Além da redução penal para o aborto consentido, prevêem-se ainda hipóteses em que o aborto deixa de ser crime e sua prática acaba sendo considerada um direito. No caput do art. 128 proclama-se de forma taxativa: “não há crime” – no aborto terapêutico, aborto sentimental, aborto eugênico e aborto psicológico. Não só desaparece a pena, como também se estabelece que esses atentados contra a vida do nascituro estão em conformidade com o direito.
Também não há crime de aborto “se a gravidez resulta de violação da dignidade sexual, ou do emprego não consentido de técnica de reprodução assistida” (art. 128); essas práticas seriam equiparáveis ao estupro. Resta saber o que se entende por “violação da dignidade sexual”, um conceito tão vago quanto abrangente. Neste caso genérico, bem como na aplicação não consentida de técnicas de reprodução assistida, a pena não será para os autores dessas façanhas, mas para o pequeno indefeso e inocente, que pagará com a vida pela monstruosidade e a fraude de adultos irresponsáveis. Seria uma pena justa e adequada?

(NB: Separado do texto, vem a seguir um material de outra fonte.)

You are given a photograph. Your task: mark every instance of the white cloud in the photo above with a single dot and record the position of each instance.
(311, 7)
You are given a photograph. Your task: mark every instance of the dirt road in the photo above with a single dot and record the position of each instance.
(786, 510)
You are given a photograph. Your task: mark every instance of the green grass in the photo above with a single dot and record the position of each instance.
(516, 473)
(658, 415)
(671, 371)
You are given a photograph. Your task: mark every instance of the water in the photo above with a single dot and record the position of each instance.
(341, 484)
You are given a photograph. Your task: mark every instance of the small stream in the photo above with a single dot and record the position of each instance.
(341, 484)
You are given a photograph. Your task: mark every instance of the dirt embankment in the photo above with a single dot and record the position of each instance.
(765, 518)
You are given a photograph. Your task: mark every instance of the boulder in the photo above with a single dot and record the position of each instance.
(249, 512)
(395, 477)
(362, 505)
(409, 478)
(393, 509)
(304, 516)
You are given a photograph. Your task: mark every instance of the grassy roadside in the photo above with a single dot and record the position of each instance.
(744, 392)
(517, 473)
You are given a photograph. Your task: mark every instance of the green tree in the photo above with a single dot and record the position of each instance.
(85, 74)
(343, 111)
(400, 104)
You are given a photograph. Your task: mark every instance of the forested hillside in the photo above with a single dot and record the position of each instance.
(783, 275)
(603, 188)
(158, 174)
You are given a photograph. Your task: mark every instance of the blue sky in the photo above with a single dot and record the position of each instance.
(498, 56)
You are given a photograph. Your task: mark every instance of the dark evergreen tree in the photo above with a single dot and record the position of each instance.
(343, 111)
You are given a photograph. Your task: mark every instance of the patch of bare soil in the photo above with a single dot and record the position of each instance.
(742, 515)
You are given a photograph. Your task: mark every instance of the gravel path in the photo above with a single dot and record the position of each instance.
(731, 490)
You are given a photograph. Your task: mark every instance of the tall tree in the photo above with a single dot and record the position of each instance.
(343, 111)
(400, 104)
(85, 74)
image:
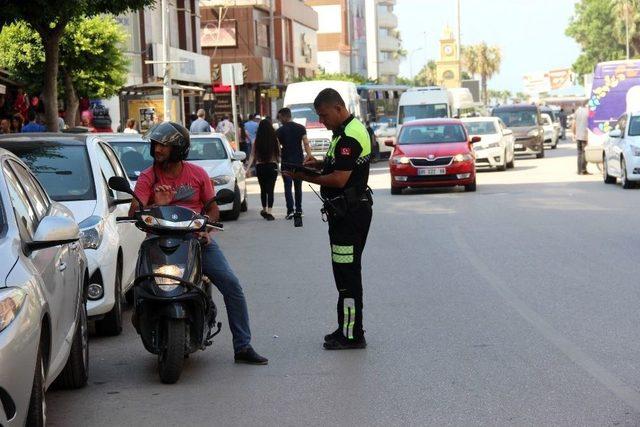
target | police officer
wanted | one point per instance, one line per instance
(347, 203)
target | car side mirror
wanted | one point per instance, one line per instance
(54, 231)
(616, 133)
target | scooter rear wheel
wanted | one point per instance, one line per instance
(171, 359)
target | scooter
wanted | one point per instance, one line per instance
(174, 312)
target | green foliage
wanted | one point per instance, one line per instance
(595, 26)
(89, 53)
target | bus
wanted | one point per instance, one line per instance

A morte dada a um bebê originado de fecundação não consentida não será crime; no entanto, a esterilização de uma mulher, sem seu consentimento, é punida com 2 a 4 anos de reclusão. O contraste é absurdo. Mata-se o filho, e não há censura penal; mas pune-se com rigor o agente da esterilização!
Mais absurda ainda é a “legalização” do aborto psicológico, conforme o art. 128: “não há crime de aborto: IV – se por vontade da gestante, até a décima segunda semana da gestação, quando o médico ou psicólogo constatar que a mulher não apresenta condições psicológicas para arcar com a maternidade”. Basta que ela tenha o beneplácito do médico ou do psicólogo para decretar a morte do feto. Este artigo, na prática, legaliza amplamente o aborto, que não consegue aprovação, como projeto de lei, mas entra pela janela dos fundos, via Código Penal…

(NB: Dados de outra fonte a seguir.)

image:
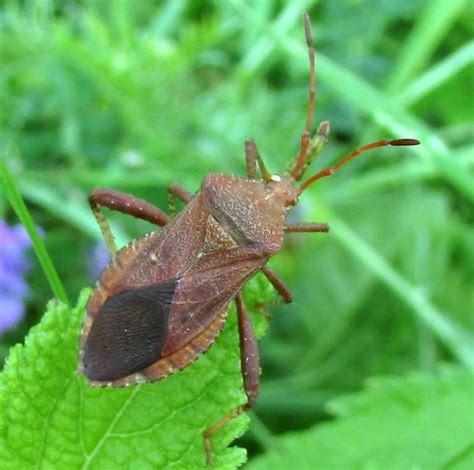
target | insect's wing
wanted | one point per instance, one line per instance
(129, 332)
(211, 283)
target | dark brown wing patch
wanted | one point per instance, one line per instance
(129, 332)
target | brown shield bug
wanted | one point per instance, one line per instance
(163, 299)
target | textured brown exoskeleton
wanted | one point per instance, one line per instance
(163, 299)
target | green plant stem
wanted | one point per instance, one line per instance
(457, 340)
(438, 74)
(14, 197)
(430, 28)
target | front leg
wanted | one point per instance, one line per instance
(126, 204)
(250, 367)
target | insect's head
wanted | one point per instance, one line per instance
(287, 187)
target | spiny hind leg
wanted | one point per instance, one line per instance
(250, 367)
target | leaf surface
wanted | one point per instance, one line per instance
(52, 419)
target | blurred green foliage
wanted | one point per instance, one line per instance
(136, 95)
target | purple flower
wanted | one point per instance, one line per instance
(97, 260)
(14, 264)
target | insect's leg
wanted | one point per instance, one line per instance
(252, 157)
(250, 366)
(310, 227)
(125, 203)
(177, 191)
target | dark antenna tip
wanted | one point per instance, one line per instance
(401, 142)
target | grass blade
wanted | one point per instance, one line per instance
(456, 339)
(14, 197)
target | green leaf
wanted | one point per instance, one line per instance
(52, 419)
(421, 421)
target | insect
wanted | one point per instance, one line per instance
(163, 299)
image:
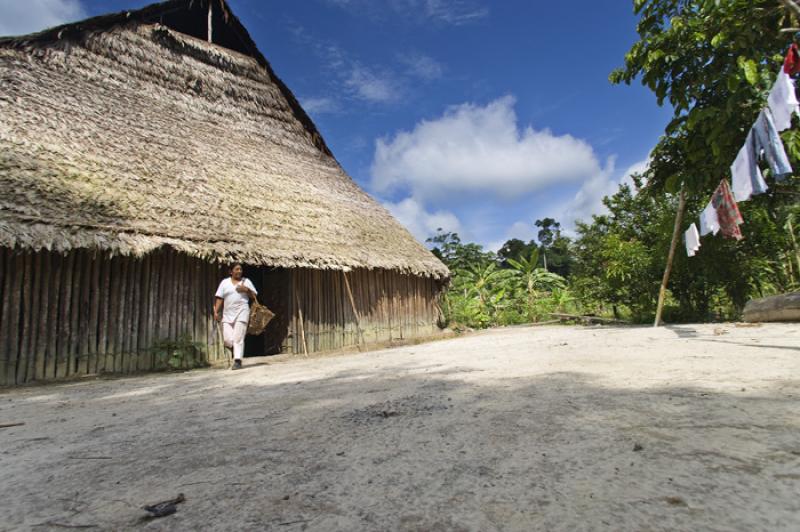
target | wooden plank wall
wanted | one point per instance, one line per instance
(389, 306)
(85, 313)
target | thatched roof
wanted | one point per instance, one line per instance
(121, 133)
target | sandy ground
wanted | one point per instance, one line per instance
(681, 428)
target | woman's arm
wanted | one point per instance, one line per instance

Custa-me crer que alguém, em sã consciência, defenderia a pena de morte para uma criança recém-nascida e indefesa; seria desumano e monstruoso! E que diferença faz, entre uma criança de um dia de vida e outra, ainda não nascida? Sei que há o argumento falacioso de que a criança não nascida não teria direitos, pois ainda não é um cidadão. Esquecido fica, neste caso, que o ser humano é anterior ao Estado e seu direito inalienável à vida precede qualquer “direito cidadão” atribuído pelo Estado.

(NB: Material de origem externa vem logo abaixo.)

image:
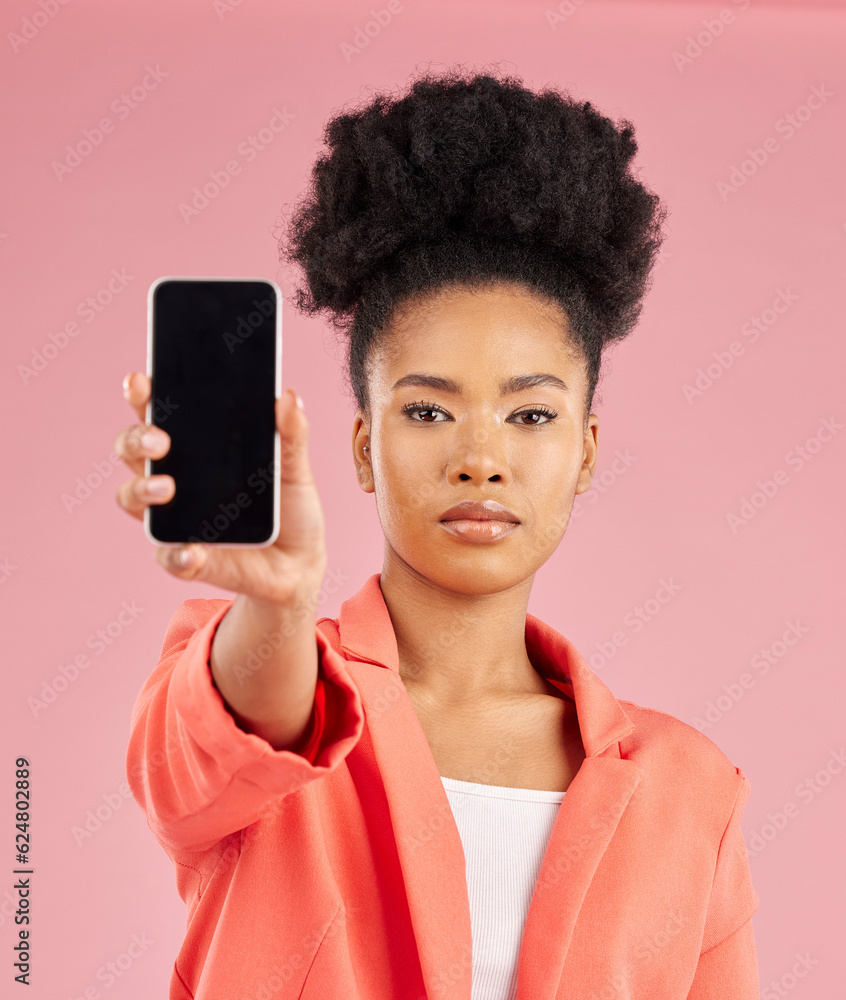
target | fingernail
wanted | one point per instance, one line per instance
(151, 439)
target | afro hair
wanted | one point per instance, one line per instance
(469, 179)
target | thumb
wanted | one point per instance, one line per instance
(292, 425)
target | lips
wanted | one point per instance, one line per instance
(476, 510)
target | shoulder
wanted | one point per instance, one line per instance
(684, 756)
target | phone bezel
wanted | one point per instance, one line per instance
(277, 451)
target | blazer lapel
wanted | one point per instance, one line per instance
(428, 843)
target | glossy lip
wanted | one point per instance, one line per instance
(475, 510)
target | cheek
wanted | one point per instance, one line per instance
(403, 487)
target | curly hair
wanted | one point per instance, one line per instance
(465, 181)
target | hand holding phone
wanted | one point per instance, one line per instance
(270, 573)
(214, 350)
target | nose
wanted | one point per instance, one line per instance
(478, 455)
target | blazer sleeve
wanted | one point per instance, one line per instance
(196, 774)
(728, 963)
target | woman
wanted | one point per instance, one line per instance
(433, 795)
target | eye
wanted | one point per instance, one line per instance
(423, 407)
(547, 414)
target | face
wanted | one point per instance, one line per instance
(475, 395)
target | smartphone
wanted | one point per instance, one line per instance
(214, 357)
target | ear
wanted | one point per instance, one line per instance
(591, 445)
(361, 451)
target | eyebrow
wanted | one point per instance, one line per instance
(516, 383)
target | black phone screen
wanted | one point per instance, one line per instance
(214, 357)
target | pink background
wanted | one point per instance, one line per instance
(661, 518)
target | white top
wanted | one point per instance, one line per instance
(504, 832)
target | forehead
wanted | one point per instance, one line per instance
(486, 331)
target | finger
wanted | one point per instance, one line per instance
(135, 495)
(292, 424)
(135, 444)
(136, 391)
(262, 573)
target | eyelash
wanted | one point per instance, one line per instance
(410, 408)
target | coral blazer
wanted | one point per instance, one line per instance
(337, 872)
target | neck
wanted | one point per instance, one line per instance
(460, 649)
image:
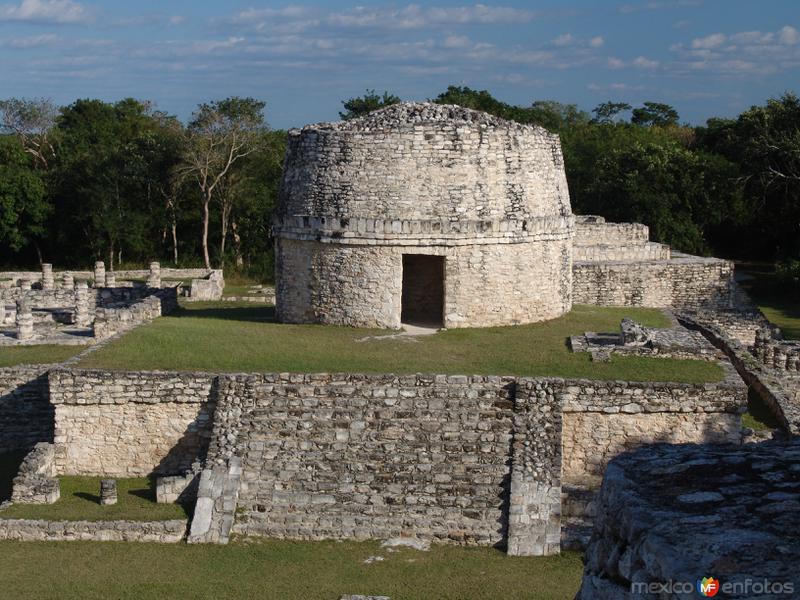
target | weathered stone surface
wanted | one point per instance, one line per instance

Mais outras questões mereceriam maior discussão no Projeto Sarney, como a disparidade injustificável na aplicação das penas. Matar ou caçar algum animal silvestre sem permissão da autoridade competente será punido com dois a quatro anos de prisão. A pena poderá chegar a 12 anos, se o crime for praticado como exercício de caça profissional (art. 388).
Maus tratos contra os animais serão punidos com penas de um a quatro anos de prisão, podendo chegar a 6, se ocorrer a morte do animal. E matar um animal numa experiência científica leva a uma pena de até seis anos de prisão (art 391). No entanto, matar uma criança concebida “por meios ilícitos” não leva a nenhuma penalização.
O art. 394 prevê punição com até 4 anos de prisão para quem deixar de prestar assistência ou socorro a um animal, que esteja em grave perigo. Estranhamente, a omissão de socorro a uma pessoa nas mesmas condições, criança ou adulto que seja, poderá ter uma pena máxima de seis meses de prisão (art 132)! Que estranha justiça é essa, que tutela tão bem a vida de animais, enquanto despreza o ser humano, como se nada valesse?!
Mulheres e homens sensatos do Congresso Nacional, não seria melhor amadurecer mais esta reforma do Código Penal?